Lessons Through Healing
The year I moved to Hong Kong I broke my ankle at a skatepark. The break cracked through my bones in three places requiring surgery, recovery time in the hospital, and a lot of lying down and elevating. Almost immediately I felt lost. I can remember attempting to stand and feeling as if bones were stirring within me. I was numbed through waves of deafening ringing. The voices surrounding me were muffled and dull.

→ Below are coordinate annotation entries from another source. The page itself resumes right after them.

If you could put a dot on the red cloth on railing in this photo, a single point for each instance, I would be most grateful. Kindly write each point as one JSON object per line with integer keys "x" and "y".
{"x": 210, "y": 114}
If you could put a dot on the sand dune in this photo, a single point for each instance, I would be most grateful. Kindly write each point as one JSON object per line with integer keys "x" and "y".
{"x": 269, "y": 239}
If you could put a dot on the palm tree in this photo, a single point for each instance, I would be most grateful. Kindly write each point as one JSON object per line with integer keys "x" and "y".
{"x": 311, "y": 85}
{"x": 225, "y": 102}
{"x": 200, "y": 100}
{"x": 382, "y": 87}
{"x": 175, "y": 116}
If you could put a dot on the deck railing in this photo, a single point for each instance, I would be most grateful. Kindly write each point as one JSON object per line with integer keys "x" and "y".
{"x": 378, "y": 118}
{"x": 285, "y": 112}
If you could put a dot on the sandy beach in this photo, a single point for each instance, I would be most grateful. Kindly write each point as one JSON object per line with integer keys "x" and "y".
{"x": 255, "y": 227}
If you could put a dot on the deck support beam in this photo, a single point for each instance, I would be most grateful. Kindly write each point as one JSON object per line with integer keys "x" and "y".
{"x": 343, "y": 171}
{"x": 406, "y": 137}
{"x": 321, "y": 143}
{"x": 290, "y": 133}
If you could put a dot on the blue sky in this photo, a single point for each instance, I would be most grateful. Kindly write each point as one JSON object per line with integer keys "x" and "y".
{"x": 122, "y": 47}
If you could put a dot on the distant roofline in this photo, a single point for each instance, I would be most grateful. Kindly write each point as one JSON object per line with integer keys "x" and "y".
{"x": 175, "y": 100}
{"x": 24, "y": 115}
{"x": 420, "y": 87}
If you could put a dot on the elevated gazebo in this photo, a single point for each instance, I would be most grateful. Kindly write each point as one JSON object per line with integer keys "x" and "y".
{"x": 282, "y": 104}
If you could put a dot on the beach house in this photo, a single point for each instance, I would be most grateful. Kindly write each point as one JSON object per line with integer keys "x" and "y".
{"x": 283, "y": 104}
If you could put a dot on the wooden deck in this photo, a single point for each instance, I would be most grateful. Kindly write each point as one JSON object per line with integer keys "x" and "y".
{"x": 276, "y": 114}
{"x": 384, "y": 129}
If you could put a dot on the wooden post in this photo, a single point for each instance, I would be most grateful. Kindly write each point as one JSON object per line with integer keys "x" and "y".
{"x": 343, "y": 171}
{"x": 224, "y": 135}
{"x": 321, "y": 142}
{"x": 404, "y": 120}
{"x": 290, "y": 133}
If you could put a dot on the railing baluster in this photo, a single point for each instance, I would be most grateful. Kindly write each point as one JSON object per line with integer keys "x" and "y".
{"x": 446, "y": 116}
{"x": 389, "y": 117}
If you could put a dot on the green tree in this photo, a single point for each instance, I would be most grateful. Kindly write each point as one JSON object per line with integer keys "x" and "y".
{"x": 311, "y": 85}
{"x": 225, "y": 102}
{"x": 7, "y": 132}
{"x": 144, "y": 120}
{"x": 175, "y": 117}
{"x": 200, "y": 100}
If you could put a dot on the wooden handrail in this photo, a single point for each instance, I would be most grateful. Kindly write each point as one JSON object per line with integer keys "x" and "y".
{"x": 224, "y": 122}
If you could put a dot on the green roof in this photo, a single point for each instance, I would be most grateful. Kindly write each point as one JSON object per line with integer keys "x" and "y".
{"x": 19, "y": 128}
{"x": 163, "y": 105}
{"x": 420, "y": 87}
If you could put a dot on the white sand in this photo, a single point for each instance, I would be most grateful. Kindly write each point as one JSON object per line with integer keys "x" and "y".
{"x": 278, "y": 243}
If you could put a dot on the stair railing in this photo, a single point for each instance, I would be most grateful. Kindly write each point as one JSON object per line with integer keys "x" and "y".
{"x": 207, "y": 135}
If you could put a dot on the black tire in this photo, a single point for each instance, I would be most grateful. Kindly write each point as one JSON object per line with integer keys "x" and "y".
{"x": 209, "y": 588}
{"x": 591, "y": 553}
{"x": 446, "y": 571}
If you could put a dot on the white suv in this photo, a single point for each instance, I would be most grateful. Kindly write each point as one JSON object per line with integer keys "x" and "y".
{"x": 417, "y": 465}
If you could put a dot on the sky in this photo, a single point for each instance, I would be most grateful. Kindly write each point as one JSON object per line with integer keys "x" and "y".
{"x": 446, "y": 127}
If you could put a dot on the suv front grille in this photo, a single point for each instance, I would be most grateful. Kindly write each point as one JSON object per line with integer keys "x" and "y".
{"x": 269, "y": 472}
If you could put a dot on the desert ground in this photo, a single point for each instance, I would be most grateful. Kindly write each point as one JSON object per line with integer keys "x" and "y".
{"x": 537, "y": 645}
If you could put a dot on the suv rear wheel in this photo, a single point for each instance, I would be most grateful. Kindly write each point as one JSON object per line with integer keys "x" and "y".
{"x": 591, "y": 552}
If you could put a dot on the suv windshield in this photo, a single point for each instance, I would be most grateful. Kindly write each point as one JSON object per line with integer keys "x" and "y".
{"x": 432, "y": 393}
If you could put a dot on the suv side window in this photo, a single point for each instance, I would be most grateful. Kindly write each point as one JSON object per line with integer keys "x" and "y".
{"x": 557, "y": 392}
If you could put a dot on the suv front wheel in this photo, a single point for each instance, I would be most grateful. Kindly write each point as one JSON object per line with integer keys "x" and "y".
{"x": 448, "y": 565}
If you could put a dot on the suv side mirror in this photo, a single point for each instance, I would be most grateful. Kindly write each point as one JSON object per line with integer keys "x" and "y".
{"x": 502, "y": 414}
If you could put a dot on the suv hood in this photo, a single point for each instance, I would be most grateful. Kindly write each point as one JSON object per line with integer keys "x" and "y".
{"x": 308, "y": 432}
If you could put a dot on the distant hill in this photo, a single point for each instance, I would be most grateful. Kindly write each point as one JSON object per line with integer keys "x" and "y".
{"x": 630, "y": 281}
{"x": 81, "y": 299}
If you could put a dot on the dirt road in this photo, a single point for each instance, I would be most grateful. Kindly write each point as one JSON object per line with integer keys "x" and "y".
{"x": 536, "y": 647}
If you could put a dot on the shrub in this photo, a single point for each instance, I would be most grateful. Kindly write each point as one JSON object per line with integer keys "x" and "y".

From that moment onward, my thoughts lingered somewhere between self-pity and shame. And this is where I stayed for months, oscillating through an array of deprecating thoughts. I was cruel to myself. I did not process the experience as an accident, something I could overcome and move on from. I sat in discontent with myself and I suffered more because of this. A pattern that has recurred through much of my life.
THIS is why I talk about SELF-LOVE. 💗The thoughts I allowed to fuel me were misaligned with the version of myself I wanted to be. In a lifetime where we are the one person who is always there, why would we shape the thoughts we live with to be unkind? This is a notion that may come easily to some--to care deeply for themselves, be understanding of pitfalls and missteps. But for many, myself included, this act of self-love takes tools and practice. It is a constant shift in thinking. An acknowledgement that we are worthy of love and we are meant to live lovingly towards ourselves.
If you are hard on yourself, if you constantly put yourself down rather than pick yourself up, I understand. Know that you are worthy. You are whole. You are enough.